Kubernetes
# Kubernetes
# Glossary
- Kubernetes: Greek for captain, pilot
- k8s: hacker talk for Kubernetes, 8 characters between k and s (opens new window)
- pod: a group of whales
- Helm: steering wheel of a boat
- cluster: a term used for a whole bunch of servers
# In the beginning...
Kubernetes was started as a side project by Joe Beda, Brendan Burns, and Craig McLuckie while working at Google. It was originally planned to be an improved version of Borg, the system that manages (still does) Google's infrastructure, a lot of ideas came from that system.
They filled in gaps that the up-and-coming Docker did "wrong", they focussed on multi-server deploys on a large scale where for Docker this was an afterthought.
In 2015 Kubernetes 1.0 was released and Google worked with the Linux foundation to found a new organisation: the CNCF (Cloud Native Computing Foundation), to maintain Kubernetes and other projects onwards.
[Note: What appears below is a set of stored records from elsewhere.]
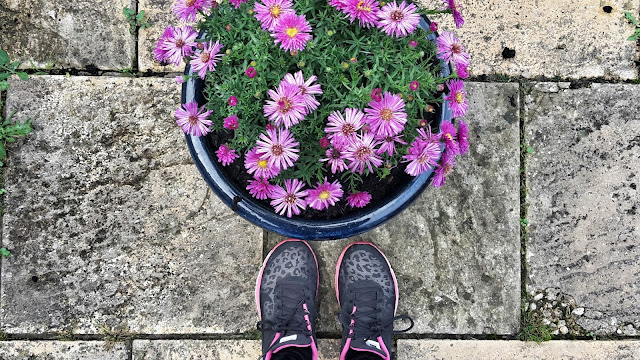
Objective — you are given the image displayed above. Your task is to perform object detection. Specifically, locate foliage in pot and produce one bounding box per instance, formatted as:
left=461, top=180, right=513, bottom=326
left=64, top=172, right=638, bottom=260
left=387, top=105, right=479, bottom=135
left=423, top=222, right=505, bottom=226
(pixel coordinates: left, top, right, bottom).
left=155, top=0, right=469, bottom=239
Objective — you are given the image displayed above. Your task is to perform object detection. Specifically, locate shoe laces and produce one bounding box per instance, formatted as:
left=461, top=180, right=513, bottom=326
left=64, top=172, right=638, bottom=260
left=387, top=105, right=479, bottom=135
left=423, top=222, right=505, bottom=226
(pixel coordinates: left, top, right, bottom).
left=257, top=283, right=312, bottom=359
left=338, top=286, right=414, bottom=340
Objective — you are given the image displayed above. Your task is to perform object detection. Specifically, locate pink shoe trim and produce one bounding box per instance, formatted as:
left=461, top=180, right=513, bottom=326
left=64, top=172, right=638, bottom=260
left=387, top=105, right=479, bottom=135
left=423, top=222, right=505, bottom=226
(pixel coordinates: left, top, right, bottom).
left=264, top=333, right=282, bottom=360
left=378, top=336, right=391, bottom=360
left=334, top=241, right=400, bottom=316
left=340, top=333, right=351, bottom=360
left=255, top=239, right=320, bottom=320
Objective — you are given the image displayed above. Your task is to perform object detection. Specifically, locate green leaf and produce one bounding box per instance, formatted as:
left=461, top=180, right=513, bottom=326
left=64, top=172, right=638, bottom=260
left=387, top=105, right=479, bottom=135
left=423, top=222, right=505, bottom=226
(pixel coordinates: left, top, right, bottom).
left=0, top=49, right=9, bottom=65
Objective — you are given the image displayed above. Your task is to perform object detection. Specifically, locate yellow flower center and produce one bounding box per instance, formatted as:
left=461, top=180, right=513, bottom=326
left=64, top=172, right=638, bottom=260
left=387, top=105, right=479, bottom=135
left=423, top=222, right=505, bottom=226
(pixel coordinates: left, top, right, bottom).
left=380, top=109, right=393, bottom=121
left=269, top=5, right=282, bottom=18
left=285, top=28, right=298, bottom=38
left=358, top=1, right=371, bottom=12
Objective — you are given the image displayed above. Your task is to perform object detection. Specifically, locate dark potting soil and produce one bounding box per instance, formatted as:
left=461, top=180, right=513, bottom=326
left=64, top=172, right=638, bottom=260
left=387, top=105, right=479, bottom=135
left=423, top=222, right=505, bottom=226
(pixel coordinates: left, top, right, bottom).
left=207, top=104, right=441, bottom=220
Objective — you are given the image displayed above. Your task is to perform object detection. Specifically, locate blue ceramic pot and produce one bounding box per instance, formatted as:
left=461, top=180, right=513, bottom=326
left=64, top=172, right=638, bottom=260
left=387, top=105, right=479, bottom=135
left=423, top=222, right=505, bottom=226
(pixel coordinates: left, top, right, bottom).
left=182, top=17, right=452, bottom=240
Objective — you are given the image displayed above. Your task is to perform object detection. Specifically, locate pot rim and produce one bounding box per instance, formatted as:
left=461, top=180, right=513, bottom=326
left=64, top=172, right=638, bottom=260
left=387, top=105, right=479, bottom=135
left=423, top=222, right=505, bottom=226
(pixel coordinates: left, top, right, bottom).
left=181, top=16, right=452, bottom=240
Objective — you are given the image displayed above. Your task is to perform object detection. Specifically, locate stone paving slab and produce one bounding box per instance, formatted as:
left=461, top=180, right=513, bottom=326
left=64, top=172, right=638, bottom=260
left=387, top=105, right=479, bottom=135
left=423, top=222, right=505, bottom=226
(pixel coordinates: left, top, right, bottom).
left=138, top=0, right=181, bottom=73
left=525, top=83, right=640, bottom=335
left=269, top=83, right=520, bottom=334
left=133, top=339, right=340, bottom=360
left=0, top=76, right=263, bottom=334
left=0, top=0, right=135, bottom=70
left=417, top=0, right=640, bottom=79
left=0, top=341, right=128, bottom=360
left=397, top=340, right=640, bottom=360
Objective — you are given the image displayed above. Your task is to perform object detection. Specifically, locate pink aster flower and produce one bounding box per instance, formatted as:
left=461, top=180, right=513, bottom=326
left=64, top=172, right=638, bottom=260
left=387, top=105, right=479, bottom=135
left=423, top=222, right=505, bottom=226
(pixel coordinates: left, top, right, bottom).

While Kubernetes didn't make it into the core Google infrastructure, it did become a big part of Google Cloud Platform in the form of GKE (Google Kubernetes Engine), a widely used Google Cloud service. Big companies joined in to support the CNCF, including Microsoft, IBM, Red Hat, Amazon, and many more. Making Kubernetes a meeting place for all competing cloud and Linux companies, a place where they could work together.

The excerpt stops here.